There’s the mom-and-pop shop, where the tech needs to be as easy as possible; proprietors of these establishments often lack the time or resources to delve into the product’s complexities.
Then there are accounts with multiple locations, where a point of contact can streamline visibility into daily reporting, but without the need for customized software.
Enterprise clients, on the other hand, require a more collaborative approach. There’s a specificity in how they integrate with the CardX platform based on their product offerings and how they receive payments. This means CardX and its team has to customize features such as recurring billing and reports to handle the transaction volumes.
“The overarching support is the same regardless of the size of the business, but each tier has unique integration requirements that we have to be able to adapt our technology to as we scale up.” Toal said.

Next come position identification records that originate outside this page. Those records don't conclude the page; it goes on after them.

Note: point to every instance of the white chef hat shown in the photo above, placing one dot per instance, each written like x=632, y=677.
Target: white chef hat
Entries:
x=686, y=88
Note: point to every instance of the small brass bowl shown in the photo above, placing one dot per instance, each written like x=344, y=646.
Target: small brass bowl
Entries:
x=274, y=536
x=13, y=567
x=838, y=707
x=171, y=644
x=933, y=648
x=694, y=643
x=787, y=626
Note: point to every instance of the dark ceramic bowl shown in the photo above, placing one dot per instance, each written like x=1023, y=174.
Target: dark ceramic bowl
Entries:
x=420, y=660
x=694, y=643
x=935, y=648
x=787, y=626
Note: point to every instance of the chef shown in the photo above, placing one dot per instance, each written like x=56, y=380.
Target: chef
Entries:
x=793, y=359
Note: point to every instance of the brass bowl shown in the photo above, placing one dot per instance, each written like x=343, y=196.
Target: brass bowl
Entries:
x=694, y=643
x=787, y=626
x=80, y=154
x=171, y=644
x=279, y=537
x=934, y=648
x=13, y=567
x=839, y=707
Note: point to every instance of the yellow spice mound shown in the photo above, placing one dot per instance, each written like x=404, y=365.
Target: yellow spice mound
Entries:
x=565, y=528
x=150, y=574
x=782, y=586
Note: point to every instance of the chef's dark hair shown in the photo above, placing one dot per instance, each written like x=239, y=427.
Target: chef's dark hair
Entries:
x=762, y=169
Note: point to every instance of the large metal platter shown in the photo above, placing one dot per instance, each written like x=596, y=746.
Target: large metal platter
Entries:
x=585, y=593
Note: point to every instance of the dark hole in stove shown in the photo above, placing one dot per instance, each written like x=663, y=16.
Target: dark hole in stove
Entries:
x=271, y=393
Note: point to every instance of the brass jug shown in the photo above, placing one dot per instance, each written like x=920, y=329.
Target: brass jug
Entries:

On the backend, Kelsch and his team take feedback from Toal’s support crew and integrate it into the pipeline for the SMB side of things. The enterprise level requires sitting down with the development team from the client end to lay out integrations and custom features.
The end result often belies the complex interplay of field support and backend maintenance required. For clients, the process will seem all but automatic — which is the goal.
“If it sounds simple, it’s music to our ears,” Kelsch laughed. “Reconciling payments should be simple. As a long-term goal, I see us impacting the market by lowering costs for merchants.”